За стенами домика все сильнее и сильнее шелестели листьями встревоженные приближающейся грозой деревья.

– И знаешь ещё что, Юра, – обернулся на пороге «незадачливый мушкетёр», – весь вечер, с самого того момента, когда эти двое навязались на нашу голову, у меня было ощущение, что они те самые двое, ну те, молодые, с которыми я днём договаривался, но только, как-то, непостижимым образом на тридцать лет постаревшие…, бред конечно, потому что такого нет и быть не может…, да только вот, сидит у меня это до сих пор в башке и всё тут!

– Слушай, Петь, а откуда они, тётки эти, из какого министерства?

– Министерство финансов. А вот какое именно: союзное или федерации, это я что-то запамятовал, – ответил сосед уже из-за двери.

Сладко-сладко спавший под хлюпающие звуки дождя и незлобное порыкивание грома, Андрюша проснулся. На улице, в абсолютном мраке окружающем дачный домик, стояла какая-то девственная тишина, изредка возбуждаемая всплесками тяжёлых, полновесных капель и робким перекликом ранних птах. Липко-тяжёлый, как растаявший тёплый холодец, воздух внутри помещения понемногу освежался развеиваясь льющимся снаружи холодком. Снизу, из родительской спальни, слышался то удушливый храп отца, то невнятное бормотание. Юрий Венедиктович потому и не любил спиртное, что не только тяжело болел похмельным синдромом, но и каждый раз, заснув «навеселе», разговаривал по ночам, устраивая иногда целые «радио спектакли», о чём ему утром иронично-горестно рассказывала жена. Андрей прислушался к становящемуся всё более и более отчётливому разговору отца с кем-то неведомым.

– А! Вот ты оказывается какая!… Ух,… Ух, Настюха!… Да, я тебя счас!… Ах, ты блядища-то оказывается какая!… Вот, счас, я тебя вот так!… Ну держись!… Уву-уву-увувуву!!! – завопил, совсем как Колька-дурачок, Андрюшин отец, закряхтел деревянными пазами сотрясающийся старенький диван, и всё стихло.
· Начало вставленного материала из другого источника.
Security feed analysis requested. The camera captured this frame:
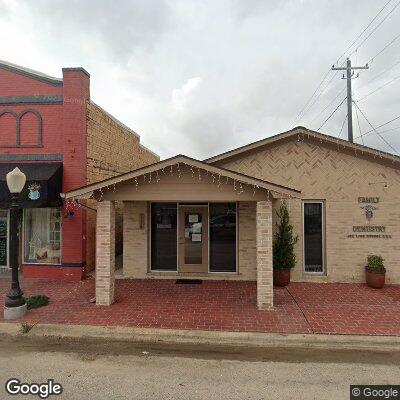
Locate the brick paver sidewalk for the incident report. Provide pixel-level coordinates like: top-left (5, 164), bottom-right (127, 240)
top-left (0, 277), bottom-right (400, 335)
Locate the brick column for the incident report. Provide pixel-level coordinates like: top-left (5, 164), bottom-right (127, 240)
top-left (256, 201), bottom-right (274, 309)
top-left (96, 201), bottom-right (115, 306)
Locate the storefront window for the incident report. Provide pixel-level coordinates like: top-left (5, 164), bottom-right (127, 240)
top-left (151, 203), bottom-right (177, 271)
top-left (303, 202), bottom-right (324, 273)
top-left (210, 203), bottom-right (236, 272)
top-left (24, 208), bottom-right (61, 264)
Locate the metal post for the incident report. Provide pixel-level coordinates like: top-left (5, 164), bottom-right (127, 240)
top-left (346, 58), bottom-right (353, 143)
top-left (332, 58), bottom-right (369, 143)
top-left (4, 193), bottom-right (25, 308)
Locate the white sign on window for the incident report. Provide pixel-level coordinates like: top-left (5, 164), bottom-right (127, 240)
top-left (192, 233), bottom-right (201, 242)
top-left (189, 214), bottom-right (199, 223)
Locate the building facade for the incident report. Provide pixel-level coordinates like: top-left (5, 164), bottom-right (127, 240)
top-left (0, 61), bottom-right (159, 279)
top-left (64, 127), bottom-right (400, 308)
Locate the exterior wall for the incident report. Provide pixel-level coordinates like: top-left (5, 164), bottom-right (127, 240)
top-left (96, 201), bottom-right (115, 306)
top-left (0, 64), bottom-right (90, 279)
top-left (256, 201), bottom-right (274, 309)
top-left (215, 135), bottom-right (400, 283)
top-left (85, 102), bottom-right (159, 270)
top-left (123, 201), bottom-right (257, 281)
top-left (238, 201), bottom-right (257, 281)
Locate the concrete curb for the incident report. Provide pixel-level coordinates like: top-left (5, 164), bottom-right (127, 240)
top-left (0, 323), bottom-right (400, 352)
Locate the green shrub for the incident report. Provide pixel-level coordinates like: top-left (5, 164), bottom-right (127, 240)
top-left (273, 203), bottom-right (298, 269)
top-left (20, 322), bottom-right (35, 335)
top-left (26, 295), bottom-right (49, 310)
top-left (367, 255), bottom-right (386, 271)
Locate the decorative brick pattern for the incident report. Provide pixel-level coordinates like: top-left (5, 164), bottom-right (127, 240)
top-left (220, 135), bottom-right (400, 283)
top-left (96, 201), bottom-right (115, 306)
top-left (256, 201), bottom-right (274, 309)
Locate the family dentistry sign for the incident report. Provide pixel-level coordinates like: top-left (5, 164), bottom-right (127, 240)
top-left (347, 197), bottom-right (392, 239)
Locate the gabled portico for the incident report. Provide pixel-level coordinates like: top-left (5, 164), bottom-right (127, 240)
top-left (64, 155), bottom-right (299, 308)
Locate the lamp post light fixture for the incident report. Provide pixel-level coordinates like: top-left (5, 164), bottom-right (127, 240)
top-left (4, 167), bottom-right (27, 319)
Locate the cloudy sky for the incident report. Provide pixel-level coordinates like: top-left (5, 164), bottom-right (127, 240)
top-left (0, 0), bottom-right (400, 159)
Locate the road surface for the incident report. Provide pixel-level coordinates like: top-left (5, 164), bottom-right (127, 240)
top-left (0, 336), bottom-right (400, 400)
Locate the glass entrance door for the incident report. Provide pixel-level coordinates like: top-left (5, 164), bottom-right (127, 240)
top-left (0, 210), bottom-right (8, 268)
top-left (179, 206), bottom-right (208, 272)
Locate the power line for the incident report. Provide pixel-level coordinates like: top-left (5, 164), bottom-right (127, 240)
top-left (336, 0), bottom-right (392, 63)
top-left (368, 33), bottom-right (400, 64)
top-left (310, 88), bottom-right (346, 124)
top-left (354, 126), bottom-right (400, 139)
top-left (354, 102), bottom-right (399, 155)
top-left (356, 107), bottom-right (364, 145)
top-left (349, 1), bottom-right (400, 57)
top-left (356, 75), bottom-right (400, 101)
top-left (292, 0), bottom-right (400, 124)
top-left (357, 57), bottom-right (400, 90)
top-left (294, 70), bottom-right (331, 121)
top-left (356, 115), bottom-right (400, 139)
top-left (338, 115), bottom-right (347, 139)
top-left (332, 58), bottom-right (369, 142)
top-left (317, 96), bottom-right (347, 131)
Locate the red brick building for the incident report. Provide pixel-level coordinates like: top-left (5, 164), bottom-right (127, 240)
top-left (0, 61), bottom-right (159, 279)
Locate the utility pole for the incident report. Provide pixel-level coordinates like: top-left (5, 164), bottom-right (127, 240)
top-left (332, 58), bottom-right (369, 143)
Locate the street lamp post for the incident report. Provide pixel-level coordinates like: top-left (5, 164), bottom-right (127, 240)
top-left (4, 167), bottom-right (26, 319)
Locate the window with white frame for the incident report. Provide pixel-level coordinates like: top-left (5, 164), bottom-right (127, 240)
top-left (24, 208), bottom-right (61, 264)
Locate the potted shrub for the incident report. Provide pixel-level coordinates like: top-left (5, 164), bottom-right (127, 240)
top-left (273, 203), bottom-right (298, 286)
top-left (365, 255), bottom-right (386, 289)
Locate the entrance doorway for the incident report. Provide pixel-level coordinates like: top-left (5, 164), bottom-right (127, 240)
top-left (178, 206), bottom-right (208, 272)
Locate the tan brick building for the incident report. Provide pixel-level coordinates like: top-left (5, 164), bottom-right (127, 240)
top-left (65, 127), bottom-right (400, 308)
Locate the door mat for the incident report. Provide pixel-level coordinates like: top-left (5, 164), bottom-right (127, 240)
top-left (175, 279), bottom-right (203, 285)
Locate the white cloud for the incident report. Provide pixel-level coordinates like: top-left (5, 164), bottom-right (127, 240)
top-left (171, 76), bottom-right (201, 111)
top-left (0, 0), bottom-right (400, 158)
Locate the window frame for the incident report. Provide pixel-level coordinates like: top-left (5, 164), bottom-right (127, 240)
top-left (21, 207), bottom-right (63, 266)
top-left (147, 201), bottom-right (239, 275)
top-left (208, 201), bottom-right (239, 275)
top-left (301, 199), bottom-right (326, 276)
top-left (147, 201), bottom-right (179, 274)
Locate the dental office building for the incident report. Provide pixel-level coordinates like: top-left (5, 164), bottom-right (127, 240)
top-left (63, 127), bottom-right (400, 308)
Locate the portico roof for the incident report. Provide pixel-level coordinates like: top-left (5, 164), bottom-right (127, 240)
top-left (61, 154), bottom-right (300, 199)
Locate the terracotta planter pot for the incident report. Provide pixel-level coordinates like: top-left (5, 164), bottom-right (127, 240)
top-left (365, 267), bottom-right (386, 289)
top-left (274, 268), bottom-right (290, 287)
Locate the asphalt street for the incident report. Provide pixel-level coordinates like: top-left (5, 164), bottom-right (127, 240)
top-left (0, 336), bottom-right (400, 400)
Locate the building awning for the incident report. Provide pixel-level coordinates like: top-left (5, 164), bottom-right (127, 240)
top-left (61, 154), bottom-right (301, 202)
top-left (0, 162), bottom-right (62, 208)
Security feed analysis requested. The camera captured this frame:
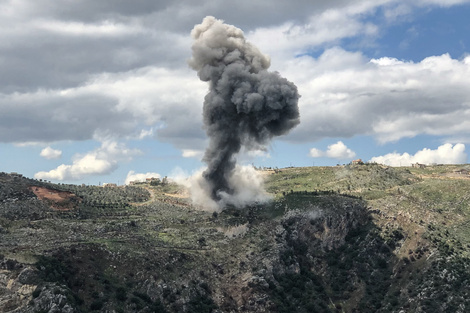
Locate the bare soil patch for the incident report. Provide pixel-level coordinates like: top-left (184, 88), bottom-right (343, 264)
top-left (29, 186), bottom-right (82, 211)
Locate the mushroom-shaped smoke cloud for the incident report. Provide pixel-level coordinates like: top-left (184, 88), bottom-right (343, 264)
top-left (189, 16), bottom-right (300, 207)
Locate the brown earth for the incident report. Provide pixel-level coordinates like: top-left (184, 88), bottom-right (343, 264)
top-left (29, 186), bottom-right (82, 211)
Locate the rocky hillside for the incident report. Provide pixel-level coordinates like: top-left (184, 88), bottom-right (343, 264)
top-left (0, 164), bottom-right (470, 313)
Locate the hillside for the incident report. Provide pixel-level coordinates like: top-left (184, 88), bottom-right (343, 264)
top-left (0, 164), bottom-right (470, 313)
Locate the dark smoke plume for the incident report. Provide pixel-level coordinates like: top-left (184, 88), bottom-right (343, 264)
top-left (189, 16), bottom-right (300, 201)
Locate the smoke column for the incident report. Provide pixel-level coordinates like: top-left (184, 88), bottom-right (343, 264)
top-left (189, 16), bottom-right (300, 201)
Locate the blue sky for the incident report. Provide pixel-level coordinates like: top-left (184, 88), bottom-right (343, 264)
top-left (0, 0), bottom-right (470, 184)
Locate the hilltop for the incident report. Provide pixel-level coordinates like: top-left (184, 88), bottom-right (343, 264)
top-left (0, 164), bottom-right (470, 313)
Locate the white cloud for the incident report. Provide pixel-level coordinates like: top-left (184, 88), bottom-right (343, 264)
top-left (370, 143), bottom-right (467, 166)
top-left (182, 149), bottom-right (204, 159)
top-left (34, 141), bottom-right (141, 181)
top-left (125, 171), bottom-right (161, 185)
top-left (310, 141), bottom-right (356, 160)
top-left (283, 48), bottom-right (470, 143)
top-left (39, 147), bottom-right (62, 160)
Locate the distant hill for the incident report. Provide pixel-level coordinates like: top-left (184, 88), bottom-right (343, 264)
top-left (0, 164), bottom-right (470, 313)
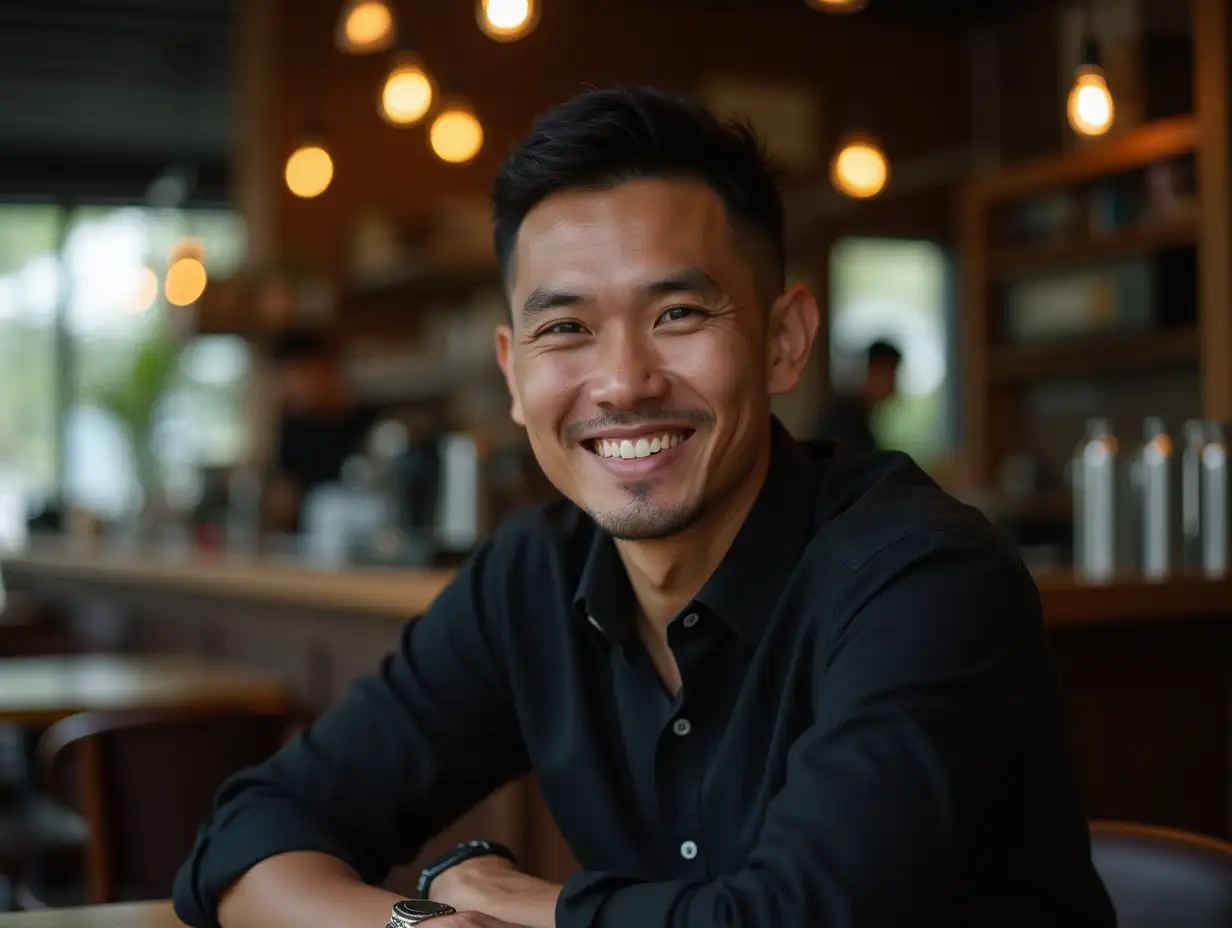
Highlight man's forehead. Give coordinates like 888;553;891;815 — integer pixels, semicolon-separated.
514;180;731;279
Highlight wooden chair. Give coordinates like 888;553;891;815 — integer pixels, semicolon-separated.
18;707;302;907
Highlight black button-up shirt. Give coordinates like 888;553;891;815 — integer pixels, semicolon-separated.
175;424;1115;928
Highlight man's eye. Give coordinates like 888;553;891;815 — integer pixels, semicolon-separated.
659;306;705;322
540;322;582;335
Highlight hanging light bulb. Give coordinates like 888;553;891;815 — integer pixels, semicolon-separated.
807;0;869;12
428;101;483;164
163;255;207;306
283;143;334;200
1066;38;1116;138
830;133;890;200
379;53;436;127
474;0;540;42
334;0;395;54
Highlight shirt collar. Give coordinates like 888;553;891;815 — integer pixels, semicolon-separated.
573;419;817;647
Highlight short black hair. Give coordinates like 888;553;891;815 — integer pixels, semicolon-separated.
869;339;903;367
492;88;786;297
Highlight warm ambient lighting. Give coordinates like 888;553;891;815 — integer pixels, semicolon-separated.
476;0;538;42
334;0;394;54
830;136;890;200
163;258;206;306
1066;64;1116;138
381;55;436;126
807;0;869;12
286;145;334;200
428;104;483;164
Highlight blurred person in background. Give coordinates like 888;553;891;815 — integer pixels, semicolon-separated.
817;340;903;451
262;332;371;532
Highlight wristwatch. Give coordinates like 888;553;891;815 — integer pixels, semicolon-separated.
415;840;517;898
386;898;457;928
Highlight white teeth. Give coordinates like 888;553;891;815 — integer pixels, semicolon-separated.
595;431;684;458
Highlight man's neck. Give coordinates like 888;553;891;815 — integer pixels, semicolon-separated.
616;447;770;636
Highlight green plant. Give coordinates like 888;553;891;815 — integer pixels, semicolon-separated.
89;327;184;492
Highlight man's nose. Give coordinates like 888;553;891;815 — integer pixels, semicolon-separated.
590;327;668;409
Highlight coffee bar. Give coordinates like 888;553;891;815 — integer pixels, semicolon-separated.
0;0;1232;928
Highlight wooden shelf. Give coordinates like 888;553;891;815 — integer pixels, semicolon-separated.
988;218;1198;279
988;329;1198;383
970;115;1198;207
341;265;500;313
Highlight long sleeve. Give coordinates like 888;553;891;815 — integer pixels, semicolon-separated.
174;547;530;928
557;532;1042;928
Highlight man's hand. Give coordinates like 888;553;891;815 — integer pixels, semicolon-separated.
438;912;525;928
428;855;561;928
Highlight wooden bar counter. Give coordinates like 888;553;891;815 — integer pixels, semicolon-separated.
7;547;1232;879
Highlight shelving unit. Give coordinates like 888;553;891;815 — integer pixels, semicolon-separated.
961;116;1202;485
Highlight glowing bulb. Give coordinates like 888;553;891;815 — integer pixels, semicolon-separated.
163;258;206;306
428;105;483;164
285;145;334;200
476;0;538;42
1066;65;1116;137
381;58;436;126
132;265;158;313
830;136;890;200
336;0;393;53
808;0;869;12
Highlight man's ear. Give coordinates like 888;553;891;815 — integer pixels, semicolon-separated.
496;323;526;425
766;285;822;396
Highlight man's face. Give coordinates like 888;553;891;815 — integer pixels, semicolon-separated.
869;360;898;403
496;180;817;539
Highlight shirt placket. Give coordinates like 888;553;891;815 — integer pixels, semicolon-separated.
657;609;712;880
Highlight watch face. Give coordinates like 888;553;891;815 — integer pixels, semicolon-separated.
389;898;457;928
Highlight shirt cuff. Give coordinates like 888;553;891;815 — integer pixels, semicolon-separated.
171;802;379;928
556;871;708;928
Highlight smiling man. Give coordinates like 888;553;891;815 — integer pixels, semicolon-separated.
175;90;1115;928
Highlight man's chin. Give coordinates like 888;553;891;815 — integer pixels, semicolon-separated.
585;499;701;541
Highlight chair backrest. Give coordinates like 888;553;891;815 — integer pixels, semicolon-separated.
41;707;299;903
1090;821;1232;928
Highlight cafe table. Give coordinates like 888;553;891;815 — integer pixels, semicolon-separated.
0;654;292;728
0;900;184;928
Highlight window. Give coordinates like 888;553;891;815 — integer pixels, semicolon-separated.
0;205;63;517
830;238;957;468
0;205;249;527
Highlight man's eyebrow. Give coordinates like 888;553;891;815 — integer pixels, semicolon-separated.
643;267;723;297
522;287;584;319
522;267;722;320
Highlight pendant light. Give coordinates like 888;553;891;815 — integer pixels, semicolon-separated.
1066;36;1116;138
428;97;483;164
474;0;540;42
334;0;398;54
377;52;436;128
282;134;334;200
830;131;890;200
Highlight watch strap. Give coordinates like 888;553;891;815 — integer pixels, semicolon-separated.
415;840;517;898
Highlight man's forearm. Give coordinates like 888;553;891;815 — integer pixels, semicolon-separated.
218;850;403;928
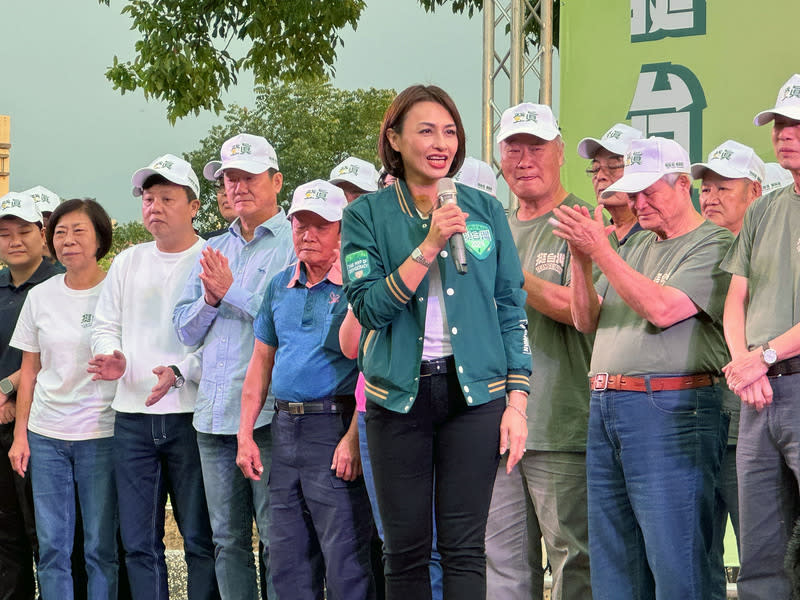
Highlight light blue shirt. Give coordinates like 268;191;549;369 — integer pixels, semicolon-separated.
172;209;296;434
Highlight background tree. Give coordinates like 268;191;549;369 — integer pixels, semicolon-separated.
98;0;560;123
184;79;396;231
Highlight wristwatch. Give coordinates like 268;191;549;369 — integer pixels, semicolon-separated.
411;246;433;269
761;342;778;367
0;377;14;396
169;365;186;389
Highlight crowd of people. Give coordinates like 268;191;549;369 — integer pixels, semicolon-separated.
0;75;800;600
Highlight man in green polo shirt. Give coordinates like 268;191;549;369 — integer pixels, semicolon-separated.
486;103;591;600
553;137;733;600
722;75;800;600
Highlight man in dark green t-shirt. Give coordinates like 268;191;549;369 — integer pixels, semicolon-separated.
486;103;591;600
554;137;733;600
722;75;800;600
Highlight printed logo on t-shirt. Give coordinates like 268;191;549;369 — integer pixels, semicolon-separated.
464;221;494;260
344;250;371;279
534;252;567;275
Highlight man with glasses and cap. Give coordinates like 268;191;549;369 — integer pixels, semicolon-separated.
692;140;765;600
578;123;643;246
88;154;219;599
236;179;375;600
173;133;295;600
486;103;591;600
722;74;800;600
553;137;733;600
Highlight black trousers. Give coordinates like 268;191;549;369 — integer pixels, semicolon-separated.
366;373;505;600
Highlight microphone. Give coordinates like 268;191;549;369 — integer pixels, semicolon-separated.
436;177;467;275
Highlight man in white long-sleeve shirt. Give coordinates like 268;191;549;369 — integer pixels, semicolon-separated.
89;154;219;600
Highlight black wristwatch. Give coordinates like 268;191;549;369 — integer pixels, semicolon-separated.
169;365;186;389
А через несколько тягостно тягучих мгновений, леденящую кровь тишину «разбил» спокойно холодный голос Юрия Венедиктовича:

– А эта тварь как здесь оказалась? А ну брысь…, ты смотри, не хочет! Ну-ну…

Послышался увесистый удар по чему-то мягкому и в то же мгновение истошный кошачий вой.

– На тебе! На тебе! – уверенно попадал по мечущемуся в закрытой комнате животному «опытный садист».

С обмирающим от ужаса, лихорадочно стучащим сердцем, Андрей торопливо сбежал вниз по лестнице и распахнул дверь в родительскую спальню. Взбешённая, чёрная котяра дико завывая выскочила из душной как парилка комнаты и царапая когтями ступеньки взлетела на второй этаж в Андрюшину комнату. Потом послышался треск разрываемой натянутой на окно марли и «незваная гостья» тяжело шлёпнулась вниз на картофельную ботву.

– Пааап, – стуча зубами спросил Андрей растерянно разглядывающего разгромленную комнату отца, – а что это? Что это было?

– Не знаю, Андрей, – озадаченно пожал плечами Юрий Венедиктович сосредоточенно разглядывая зажатую в руке тяпку, – как она могла в комнате оказаться?

Спросил сам себя, неизвестно что имея в виду, то ли садовое орудие, то ли ускользнувшее полуживое животное.

– Эх, ну за такое, нас с тобой, Андрюха, мамка точно прибьёт…, а это ещё что? – покрепче зажав обеими руками тяпку вышел в коридор на звук открывающейся двери, – Надюха…, легка на помине…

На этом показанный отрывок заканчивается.